Wales Home resident celebrates 108th birthday with a virtual party

By Matthew McCully

When Sara Lebourveau was told by her family that they wouldn’t be able to get together for her birthday party this year because of COVID-19, she replied, “Oh well, that’s not a problem, don’t worry, there will be others.”
On April 30 Lebourveau, who resides at the Wales Home in Richmond, turned 108 years old. Her family organized a surprise party via videoconferencing to celebrate. As luck would have it Lebourveau’s great-granddaughter Becky Gilchrist happens to work at the Wales Home and is assigned to her floor. “We’re so blessed to have my daughter working there,” explained Carolyn Leonard, Lebourveau’s granddaughter.
With a bit of tech support and a lot of organization, members of ­Lebourveau’s family from all over the country joined the virtual birthday party.
It wasn’t easy organizing the time, Leonard said, because there is family in PEI, BC and Alberta. They opted for 5:45 on Wednesday, April 29, the evening before Lebourveau’s birthday to surprise her.
Her great-granddaughter was on hand to help with the set up. Lebourveau has seven ­grandchildren, 11 great-grandchildren and six great-great-grandchildren. The youngest generation ranges in age from three months to 10 years old. Only two family members were unavailable because they had to work. Leonard said the family went by age from oldest to youngest, taking turns to share a birthday message with ­Lebourveau.
“She amazed people,” Leonard said, “it’s very rare for someone to be 108 years old with a mind that sharp.”
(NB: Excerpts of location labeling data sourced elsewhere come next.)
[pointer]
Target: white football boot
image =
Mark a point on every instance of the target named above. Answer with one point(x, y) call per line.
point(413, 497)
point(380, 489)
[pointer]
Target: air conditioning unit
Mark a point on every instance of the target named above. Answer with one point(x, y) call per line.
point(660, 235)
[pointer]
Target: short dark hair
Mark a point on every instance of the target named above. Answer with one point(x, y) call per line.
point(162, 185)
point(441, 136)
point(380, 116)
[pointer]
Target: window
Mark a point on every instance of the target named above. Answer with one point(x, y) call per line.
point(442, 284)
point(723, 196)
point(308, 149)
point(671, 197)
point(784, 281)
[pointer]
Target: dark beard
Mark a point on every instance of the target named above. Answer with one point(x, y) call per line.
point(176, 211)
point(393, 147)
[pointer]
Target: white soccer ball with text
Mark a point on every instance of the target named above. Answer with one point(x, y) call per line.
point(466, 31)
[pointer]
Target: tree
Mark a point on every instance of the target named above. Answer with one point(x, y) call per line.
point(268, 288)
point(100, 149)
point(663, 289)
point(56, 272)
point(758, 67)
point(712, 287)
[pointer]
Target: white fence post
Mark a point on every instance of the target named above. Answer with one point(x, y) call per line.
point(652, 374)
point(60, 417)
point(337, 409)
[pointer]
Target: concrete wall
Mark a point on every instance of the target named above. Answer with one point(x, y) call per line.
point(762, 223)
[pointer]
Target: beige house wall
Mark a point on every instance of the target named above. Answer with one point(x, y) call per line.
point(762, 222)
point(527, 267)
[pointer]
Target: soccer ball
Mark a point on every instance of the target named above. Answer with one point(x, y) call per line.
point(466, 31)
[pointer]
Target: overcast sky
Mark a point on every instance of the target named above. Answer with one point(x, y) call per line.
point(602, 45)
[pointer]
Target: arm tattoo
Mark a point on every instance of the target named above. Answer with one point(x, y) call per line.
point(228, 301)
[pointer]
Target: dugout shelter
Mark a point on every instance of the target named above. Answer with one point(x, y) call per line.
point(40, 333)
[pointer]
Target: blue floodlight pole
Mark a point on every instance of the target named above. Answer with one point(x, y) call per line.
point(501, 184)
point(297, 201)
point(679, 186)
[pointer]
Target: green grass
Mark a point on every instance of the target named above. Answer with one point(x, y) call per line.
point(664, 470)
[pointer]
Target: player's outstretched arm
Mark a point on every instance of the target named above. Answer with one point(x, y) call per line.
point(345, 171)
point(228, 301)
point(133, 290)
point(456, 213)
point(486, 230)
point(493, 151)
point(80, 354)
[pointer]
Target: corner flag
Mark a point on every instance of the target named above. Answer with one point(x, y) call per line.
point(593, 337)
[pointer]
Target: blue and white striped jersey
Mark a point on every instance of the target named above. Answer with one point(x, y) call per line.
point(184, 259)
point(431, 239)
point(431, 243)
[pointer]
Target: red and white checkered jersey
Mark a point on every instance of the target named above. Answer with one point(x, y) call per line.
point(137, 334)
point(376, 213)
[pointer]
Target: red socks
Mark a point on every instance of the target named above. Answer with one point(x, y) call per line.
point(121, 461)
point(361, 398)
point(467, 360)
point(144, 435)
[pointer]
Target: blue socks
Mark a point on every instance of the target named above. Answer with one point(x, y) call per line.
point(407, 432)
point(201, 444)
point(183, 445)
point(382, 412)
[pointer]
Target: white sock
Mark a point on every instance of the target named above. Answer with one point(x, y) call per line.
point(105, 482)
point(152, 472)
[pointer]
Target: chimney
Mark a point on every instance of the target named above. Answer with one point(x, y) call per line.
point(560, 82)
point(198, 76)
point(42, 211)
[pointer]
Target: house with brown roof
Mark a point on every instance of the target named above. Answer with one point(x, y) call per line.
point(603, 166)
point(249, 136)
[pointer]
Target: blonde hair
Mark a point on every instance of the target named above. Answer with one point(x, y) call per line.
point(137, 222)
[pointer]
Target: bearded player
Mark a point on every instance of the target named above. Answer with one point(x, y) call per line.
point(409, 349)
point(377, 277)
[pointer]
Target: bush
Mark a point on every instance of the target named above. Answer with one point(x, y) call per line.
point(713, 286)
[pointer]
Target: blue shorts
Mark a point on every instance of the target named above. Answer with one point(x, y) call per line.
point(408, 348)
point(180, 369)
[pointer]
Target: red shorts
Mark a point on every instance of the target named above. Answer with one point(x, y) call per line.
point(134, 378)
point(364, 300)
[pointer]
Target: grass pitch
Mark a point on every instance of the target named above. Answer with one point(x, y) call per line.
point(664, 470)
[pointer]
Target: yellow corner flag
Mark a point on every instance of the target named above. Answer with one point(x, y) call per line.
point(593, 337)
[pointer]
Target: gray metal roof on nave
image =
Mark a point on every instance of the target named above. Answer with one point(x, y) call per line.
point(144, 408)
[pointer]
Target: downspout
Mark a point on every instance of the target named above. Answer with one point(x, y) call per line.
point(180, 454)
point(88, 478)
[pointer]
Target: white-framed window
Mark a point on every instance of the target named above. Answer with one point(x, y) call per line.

Lebourveau has trouble hearing and seeing, and can’t walk, “but she has a good appetite,” Leonard said, “and she knows what’s going on.” According to Leonard, during the call Lebourveau reminded her grandson Peter of the time he drove his car into the brook. “That was over 50 years ago,” she said. Lebourveau also remembered to thank another family member for sending chocolates. Leonard said it was important for the family to make an effort to reach out because there is a lot of anxiety these days surrounding COVID-19. “She certainly realizes it’s serious,” Leonard said, because all the caregivers are wearing masks. “I’m not worried, I’m not sick,” Lebourveau told her granddaughter.
Lebourveau was living on her own in an apartment until she was 105 years old. “She’s been really strong,” Leonard said, describing her grandmother as a remarkable woman. “She was widowed over half her life, both her children died, she’s outlived pretty much everyone around her,” Leonard explained. “She doesn’t ask for much,” Leonard said, adding her caregivers agree she is pleasant to work with. When she was in her 90s Leonard said Lebourveau had a bus pass and used to travel all over Sherbrooke.